Undifferentiated Sarcoma – UES
previously classificated as high – grade stromal sarcoma; account 5 – 10% of stromal sarcomas
rare neoplasm, different and poor – known biology and process of carcinogenesis
extremely agressive and rapid neoplasmatic process, quick and early local recurrences and distatant metastases (in 25% of patients, in the moment of diagnosis, sacromatis process spreads out of the uterus, metastases to lymph nodes 7 – 25%)
5-years survival – about 10% of patients
surgical treatment – hysterectomy with adnexectomy and all macroscopic lesions, the role of lymphadenectomy is of uncertain value
adjuvant chemotherapy (adriamycin, ifosfamide) – because of relative rarity of these tumours – no standard chemotherapy; no verify the role of radiotherapy
in the case of relapse – sometimes possibility of surgical treatment.
Adenosarcoma
mixed neoplasm consists of benign epithelial component and mesenchymal component (the most often low–grade endometrial stromal sarcoma hormonal – dependend)
treatment – hysterectomy with adnexectomy with adjuvant hormonotherapy
in young women conservative surgical treatment is possible (sparing uterus and/or ovaries)
when mesenchymal component is undifferentiated sarcoma (poor prognosis) radical hysterectomy with bilateral adnexectomy, cytoreduction and adjuvant chemotherapy is recommended.
Endometrial Stromal Sarcoma and Leiomyosarcoma can be classificated with regard on degree of differentiation of tissue elements as low-grade and high-grade.
Carcinosarcoma
very agressive type of sarcoma, malignant charcter of both components (epithelial and mesenchymal)
may occur in women in every age – the most often postmenopausal (median age is 65 years – higher then in case of leiomyosarcoma)
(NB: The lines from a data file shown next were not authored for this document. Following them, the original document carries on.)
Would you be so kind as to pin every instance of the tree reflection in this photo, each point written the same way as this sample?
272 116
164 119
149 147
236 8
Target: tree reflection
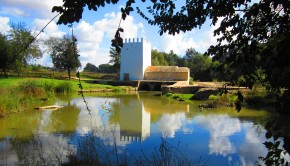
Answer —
278 143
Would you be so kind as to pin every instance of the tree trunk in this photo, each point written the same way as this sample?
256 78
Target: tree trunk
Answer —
68 72
5 73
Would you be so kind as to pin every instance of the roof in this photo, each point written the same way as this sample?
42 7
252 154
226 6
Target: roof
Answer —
157 69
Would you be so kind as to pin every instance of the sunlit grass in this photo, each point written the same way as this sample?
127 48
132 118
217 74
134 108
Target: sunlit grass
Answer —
19 93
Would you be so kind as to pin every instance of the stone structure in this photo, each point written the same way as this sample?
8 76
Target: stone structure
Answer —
167 73
136 64
135 58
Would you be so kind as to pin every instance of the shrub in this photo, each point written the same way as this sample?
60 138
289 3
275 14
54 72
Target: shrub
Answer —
64 87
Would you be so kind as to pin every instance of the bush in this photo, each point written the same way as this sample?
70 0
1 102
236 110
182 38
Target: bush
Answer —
64 87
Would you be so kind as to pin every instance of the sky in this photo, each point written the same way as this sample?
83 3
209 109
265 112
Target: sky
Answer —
95 30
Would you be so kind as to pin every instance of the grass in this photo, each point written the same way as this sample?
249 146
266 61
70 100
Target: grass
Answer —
19 94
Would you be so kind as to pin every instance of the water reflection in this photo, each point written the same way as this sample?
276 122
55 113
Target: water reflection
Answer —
131 124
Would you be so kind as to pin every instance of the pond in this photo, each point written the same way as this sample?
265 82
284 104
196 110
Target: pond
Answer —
133 129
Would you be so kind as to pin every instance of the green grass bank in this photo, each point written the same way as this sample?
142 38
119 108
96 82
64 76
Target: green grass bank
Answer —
19 94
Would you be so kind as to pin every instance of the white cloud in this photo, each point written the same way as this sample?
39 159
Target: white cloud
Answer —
94 39
168 124
4 27
220 127
199 39
26 8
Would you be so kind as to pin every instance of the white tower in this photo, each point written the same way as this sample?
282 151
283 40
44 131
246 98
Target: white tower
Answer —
135 58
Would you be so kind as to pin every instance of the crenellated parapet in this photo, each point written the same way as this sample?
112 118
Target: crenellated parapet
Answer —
133 40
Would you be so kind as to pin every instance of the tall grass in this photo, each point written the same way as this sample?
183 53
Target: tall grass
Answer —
30 93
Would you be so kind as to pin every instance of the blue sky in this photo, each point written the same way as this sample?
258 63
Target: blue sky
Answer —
96 29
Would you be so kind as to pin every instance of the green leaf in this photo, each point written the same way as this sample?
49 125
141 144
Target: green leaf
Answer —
268 134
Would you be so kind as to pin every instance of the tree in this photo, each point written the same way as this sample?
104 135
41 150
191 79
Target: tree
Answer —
106 68
22 48
5 56
158 58
64 53
115 59
91 68
245 28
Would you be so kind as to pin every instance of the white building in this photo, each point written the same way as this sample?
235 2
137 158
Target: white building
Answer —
135 58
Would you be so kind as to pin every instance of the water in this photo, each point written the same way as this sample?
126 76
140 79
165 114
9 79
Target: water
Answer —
132 129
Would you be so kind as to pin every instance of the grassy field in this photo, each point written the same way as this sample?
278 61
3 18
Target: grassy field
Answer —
19 94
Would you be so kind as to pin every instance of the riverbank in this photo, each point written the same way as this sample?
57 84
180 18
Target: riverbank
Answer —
17 92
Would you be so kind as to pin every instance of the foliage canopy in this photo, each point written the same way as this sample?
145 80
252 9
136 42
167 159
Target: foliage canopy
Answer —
250 35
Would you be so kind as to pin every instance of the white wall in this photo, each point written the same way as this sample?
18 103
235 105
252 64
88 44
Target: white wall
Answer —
135 58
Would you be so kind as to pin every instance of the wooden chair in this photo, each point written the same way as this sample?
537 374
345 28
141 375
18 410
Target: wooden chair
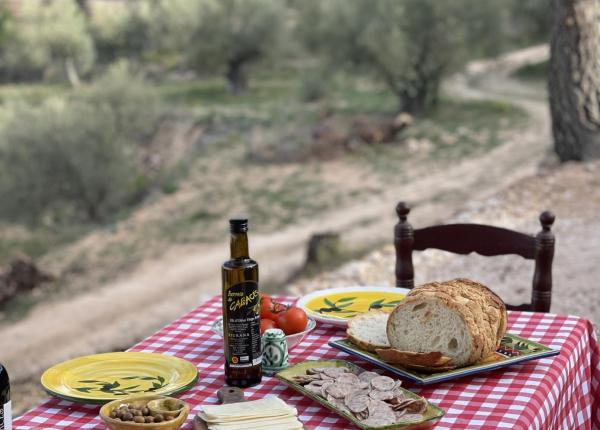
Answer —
484 240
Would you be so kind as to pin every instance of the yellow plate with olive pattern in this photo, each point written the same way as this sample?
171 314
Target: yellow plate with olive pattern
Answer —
337 305
101 378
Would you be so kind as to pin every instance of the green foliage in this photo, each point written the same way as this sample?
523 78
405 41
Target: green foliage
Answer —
314 86
152 30
73 159
409 45
530 22
133 104
45 39
232 34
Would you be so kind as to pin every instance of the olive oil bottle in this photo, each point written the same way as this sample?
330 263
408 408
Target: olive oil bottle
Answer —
241 311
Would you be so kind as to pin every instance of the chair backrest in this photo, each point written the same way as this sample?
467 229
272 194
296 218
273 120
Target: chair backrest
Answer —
481 239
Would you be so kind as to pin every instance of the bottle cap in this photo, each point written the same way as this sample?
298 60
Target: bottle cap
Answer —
238 225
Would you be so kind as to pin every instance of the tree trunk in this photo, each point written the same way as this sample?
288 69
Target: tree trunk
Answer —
574 79
236 77
413 101
72 74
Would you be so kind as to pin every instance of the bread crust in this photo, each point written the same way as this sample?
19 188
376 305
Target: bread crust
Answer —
483 312
364 344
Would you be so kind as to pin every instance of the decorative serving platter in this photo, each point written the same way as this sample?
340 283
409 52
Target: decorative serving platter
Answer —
105 377
430 416
337 305
513 349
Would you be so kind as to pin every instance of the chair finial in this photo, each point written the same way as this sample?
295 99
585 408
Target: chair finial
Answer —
402 210
546 220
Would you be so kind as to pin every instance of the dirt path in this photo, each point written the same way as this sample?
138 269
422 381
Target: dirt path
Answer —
118 314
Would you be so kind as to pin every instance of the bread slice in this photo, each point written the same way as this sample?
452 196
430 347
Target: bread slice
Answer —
431 324
430 359
368 330
461 319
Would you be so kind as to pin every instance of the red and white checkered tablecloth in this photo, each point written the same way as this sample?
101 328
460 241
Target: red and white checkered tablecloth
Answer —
561 392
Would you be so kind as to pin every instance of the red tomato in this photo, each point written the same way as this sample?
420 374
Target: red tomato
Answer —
292 321
270 309
266 324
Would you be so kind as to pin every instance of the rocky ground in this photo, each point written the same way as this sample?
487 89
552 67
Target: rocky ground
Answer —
571 191
190 273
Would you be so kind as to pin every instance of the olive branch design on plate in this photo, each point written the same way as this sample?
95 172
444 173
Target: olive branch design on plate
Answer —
511 347
117 389
381 303
339 306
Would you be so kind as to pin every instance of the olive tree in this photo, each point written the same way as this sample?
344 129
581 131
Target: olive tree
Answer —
49 36
74 158
232 34
155 30
410 45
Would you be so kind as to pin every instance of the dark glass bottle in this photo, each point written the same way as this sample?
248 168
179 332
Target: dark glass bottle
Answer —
241 312
5 405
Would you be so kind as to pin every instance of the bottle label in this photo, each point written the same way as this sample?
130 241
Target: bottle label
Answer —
242 325
6 416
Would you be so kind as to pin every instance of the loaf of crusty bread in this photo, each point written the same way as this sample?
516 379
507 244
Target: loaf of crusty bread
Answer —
461 319
368 330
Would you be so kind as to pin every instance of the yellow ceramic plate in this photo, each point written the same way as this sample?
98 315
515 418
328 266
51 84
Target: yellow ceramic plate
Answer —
102 378
337 305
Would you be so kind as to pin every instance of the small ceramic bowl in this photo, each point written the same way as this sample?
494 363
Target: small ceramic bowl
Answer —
139 401
168 407
292 339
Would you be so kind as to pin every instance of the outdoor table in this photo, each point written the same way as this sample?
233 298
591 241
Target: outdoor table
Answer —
560 392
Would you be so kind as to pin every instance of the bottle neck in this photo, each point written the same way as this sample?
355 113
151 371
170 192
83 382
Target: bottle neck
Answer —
239 245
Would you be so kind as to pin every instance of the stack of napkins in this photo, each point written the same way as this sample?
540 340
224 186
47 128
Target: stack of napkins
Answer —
269 413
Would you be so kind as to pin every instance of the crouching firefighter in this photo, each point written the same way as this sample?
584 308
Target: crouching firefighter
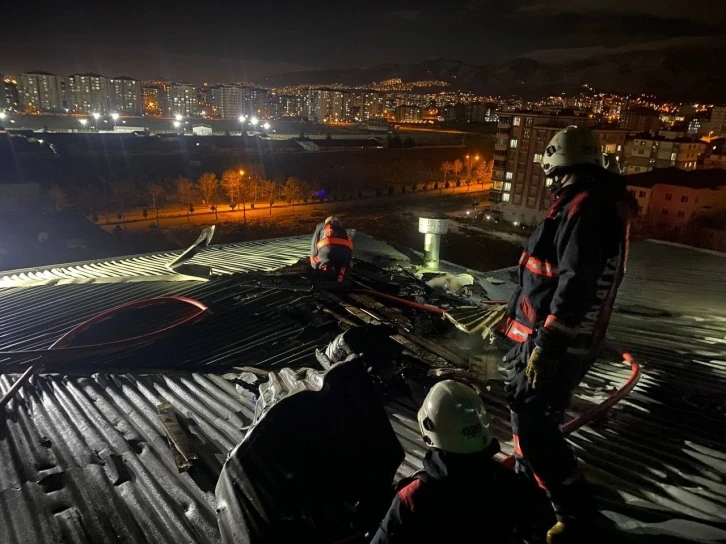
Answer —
569 275
462 490
331 251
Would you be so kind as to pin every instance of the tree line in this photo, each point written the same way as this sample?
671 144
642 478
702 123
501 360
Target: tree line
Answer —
242 188
236 188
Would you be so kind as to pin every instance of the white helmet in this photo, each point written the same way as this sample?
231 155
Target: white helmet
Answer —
570 147
453 419
610 163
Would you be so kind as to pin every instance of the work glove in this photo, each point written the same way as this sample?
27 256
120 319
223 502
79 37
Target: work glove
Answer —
541 368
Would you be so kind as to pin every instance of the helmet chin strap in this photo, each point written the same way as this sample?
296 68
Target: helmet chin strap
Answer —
559 181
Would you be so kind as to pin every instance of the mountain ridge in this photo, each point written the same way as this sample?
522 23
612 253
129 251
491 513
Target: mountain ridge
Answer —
677 73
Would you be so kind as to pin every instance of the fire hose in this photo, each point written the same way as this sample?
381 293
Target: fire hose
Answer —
62 351
573 424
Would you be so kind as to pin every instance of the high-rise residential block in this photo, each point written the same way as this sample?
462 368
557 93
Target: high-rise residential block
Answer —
183 99
520 190
647 151
125 95
87 93
40 92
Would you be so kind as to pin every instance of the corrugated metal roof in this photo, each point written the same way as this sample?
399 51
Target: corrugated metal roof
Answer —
223 259
84 458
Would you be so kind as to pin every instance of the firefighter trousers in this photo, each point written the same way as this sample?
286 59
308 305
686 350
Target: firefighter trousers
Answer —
540 449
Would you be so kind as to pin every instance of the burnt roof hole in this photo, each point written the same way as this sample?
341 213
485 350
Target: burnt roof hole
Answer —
137 446
646 311
52 482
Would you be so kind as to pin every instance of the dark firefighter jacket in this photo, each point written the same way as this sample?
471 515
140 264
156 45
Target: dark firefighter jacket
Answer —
456 498
331 246
572 266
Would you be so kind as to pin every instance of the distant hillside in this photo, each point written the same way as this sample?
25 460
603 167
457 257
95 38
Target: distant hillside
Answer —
685 73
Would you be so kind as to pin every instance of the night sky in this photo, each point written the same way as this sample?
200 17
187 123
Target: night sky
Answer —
243 40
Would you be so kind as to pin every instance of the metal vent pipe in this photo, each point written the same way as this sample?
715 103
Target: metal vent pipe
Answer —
432 229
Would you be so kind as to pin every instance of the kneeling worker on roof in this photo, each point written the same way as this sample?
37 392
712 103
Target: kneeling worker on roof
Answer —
332 250
462 490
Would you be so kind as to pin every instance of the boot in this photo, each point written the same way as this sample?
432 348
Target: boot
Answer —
573 532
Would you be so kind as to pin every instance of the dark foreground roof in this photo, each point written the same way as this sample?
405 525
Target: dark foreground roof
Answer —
83 457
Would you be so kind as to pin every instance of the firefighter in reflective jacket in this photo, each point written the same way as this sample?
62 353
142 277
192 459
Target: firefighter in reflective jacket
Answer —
462 490
332 249
569 275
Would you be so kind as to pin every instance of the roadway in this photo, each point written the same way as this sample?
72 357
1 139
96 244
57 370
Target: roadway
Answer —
176 217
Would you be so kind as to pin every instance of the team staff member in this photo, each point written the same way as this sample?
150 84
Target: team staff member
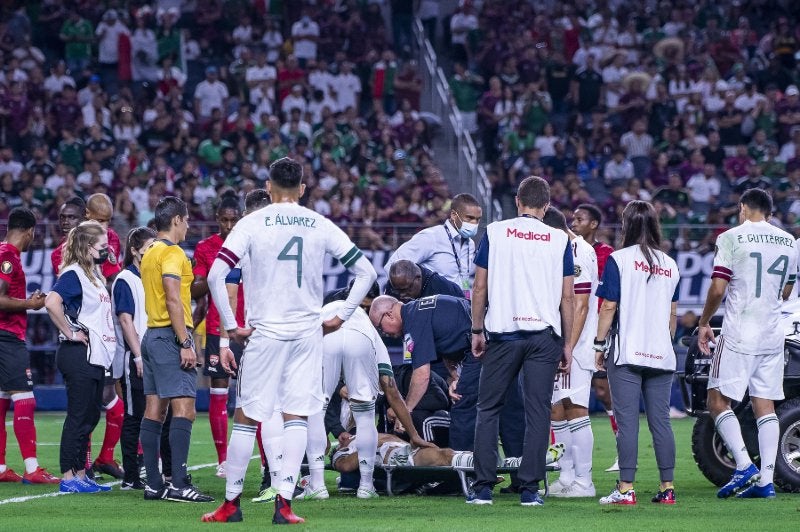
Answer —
168 354
528 319
639 292
447 249
585 223
756 262
409 281
16 385
228 213
80 308
131 323
570 415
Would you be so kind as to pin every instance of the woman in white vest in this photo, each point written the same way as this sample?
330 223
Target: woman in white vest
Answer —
639 289
80 307
128 300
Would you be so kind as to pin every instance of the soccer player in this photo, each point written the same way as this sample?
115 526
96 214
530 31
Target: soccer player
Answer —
168 354
756 262
228 213
524 298
285 245
585 223
570 415
16 385
448 248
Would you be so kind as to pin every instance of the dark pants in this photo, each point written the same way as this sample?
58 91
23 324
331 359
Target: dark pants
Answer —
537 356
627 384
464 412
133 397
84 384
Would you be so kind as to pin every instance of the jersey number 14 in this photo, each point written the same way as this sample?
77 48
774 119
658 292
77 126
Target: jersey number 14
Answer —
779 267
297 256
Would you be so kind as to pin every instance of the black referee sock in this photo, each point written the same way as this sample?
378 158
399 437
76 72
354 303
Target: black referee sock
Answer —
150 437
180 434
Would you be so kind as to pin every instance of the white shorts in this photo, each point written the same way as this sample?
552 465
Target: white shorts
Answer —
280 375
574 386
349 351
733 374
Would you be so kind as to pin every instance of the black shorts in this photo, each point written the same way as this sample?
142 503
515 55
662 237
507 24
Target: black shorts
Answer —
211 367
15 364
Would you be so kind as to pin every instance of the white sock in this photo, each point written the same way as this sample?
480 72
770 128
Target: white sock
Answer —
295 437
582 445
366 440
240 448
728 427
768 435
31 465
315 449
563 435
272 440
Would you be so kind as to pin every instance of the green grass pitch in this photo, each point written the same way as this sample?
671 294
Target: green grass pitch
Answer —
697 508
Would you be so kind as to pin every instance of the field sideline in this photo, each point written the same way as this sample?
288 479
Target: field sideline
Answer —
697 508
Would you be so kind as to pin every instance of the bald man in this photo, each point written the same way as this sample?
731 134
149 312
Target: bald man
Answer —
408 281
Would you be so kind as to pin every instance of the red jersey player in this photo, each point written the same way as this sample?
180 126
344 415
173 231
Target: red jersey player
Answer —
16 384
228 213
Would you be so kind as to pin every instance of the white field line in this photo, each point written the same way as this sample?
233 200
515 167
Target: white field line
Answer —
115 483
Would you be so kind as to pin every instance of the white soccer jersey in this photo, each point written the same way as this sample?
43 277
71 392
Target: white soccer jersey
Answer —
527 262
586 280
284 247
758 260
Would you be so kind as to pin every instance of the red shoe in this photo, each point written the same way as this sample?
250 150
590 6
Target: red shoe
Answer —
228 512
40 476
9 476
283 513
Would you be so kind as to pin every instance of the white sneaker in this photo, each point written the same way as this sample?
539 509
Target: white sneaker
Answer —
367 493
574 490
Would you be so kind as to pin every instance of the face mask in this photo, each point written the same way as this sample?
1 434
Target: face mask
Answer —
102 256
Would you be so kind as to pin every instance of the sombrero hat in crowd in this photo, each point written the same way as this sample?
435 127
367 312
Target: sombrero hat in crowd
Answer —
669 48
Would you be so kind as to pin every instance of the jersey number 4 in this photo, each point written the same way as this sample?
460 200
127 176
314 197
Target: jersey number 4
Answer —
779 267
297 256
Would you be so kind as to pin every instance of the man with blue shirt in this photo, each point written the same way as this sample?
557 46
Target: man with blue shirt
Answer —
523 304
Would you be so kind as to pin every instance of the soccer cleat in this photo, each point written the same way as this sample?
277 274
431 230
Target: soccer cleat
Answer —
9 476
101 487
132 485
530 498
188 493
573 490
666 496
266 495
155 495
283 513
77 485
480 497
111 468
367 493
554 453
228 512
739 480
622 498
754 491
40 476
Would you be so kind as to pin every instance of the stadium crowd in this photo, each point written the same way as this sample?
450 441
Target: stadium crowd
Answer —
686 104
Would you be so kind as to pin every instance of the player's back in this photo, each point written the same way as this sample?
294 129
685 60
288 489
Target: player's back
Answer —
284 247
758 259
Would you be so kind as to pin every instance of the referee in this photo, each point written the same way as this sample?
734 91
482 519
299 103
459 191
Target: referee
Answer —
524 274
168 354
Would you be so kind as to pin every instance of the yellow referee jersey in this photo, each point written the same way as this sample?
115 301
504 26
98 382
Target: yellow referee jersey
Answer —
165 259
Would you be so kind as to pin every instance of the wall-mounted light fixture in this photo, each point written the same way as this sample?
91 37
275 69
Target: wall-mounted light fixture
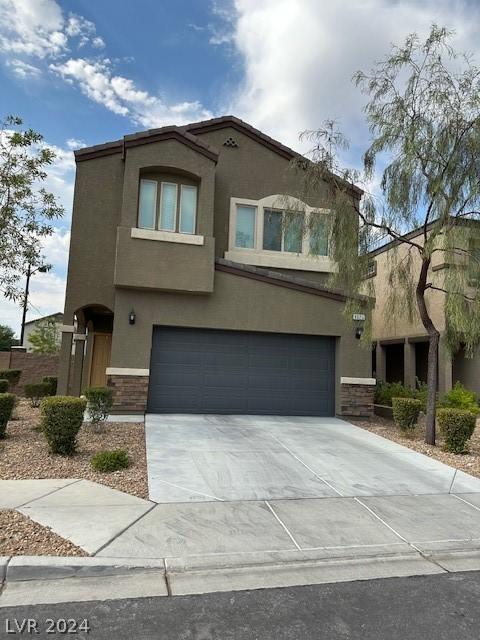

5 – years survival is about 5 – 35%
clinical behaviour, biology, carcinogenesis and way of spread – similar to ovarian cancer or serous endometrial cancer high – grade adenocarcinoma (G-3)
metastases to lymph nodes – 16 – 60%
in 30% of tumour cells estrogens and progesterone receptors are found
clinical classification by FIGO – the same like endometrial cancer.
surgical treatment – hysterectomy with bilateral adnexectomy and pelvic and paraaortic lymphedenectomy, in the case of invasion of parametrium – radical hysterectomy; cytoreduction in advanced cases
given the adjuvant radiotherapy show the reduction of local relapse, without the influence to 5-years survival; limited role of hormonotherapy
adjuvant chemotherapy based on paclitaxel and carboplatin.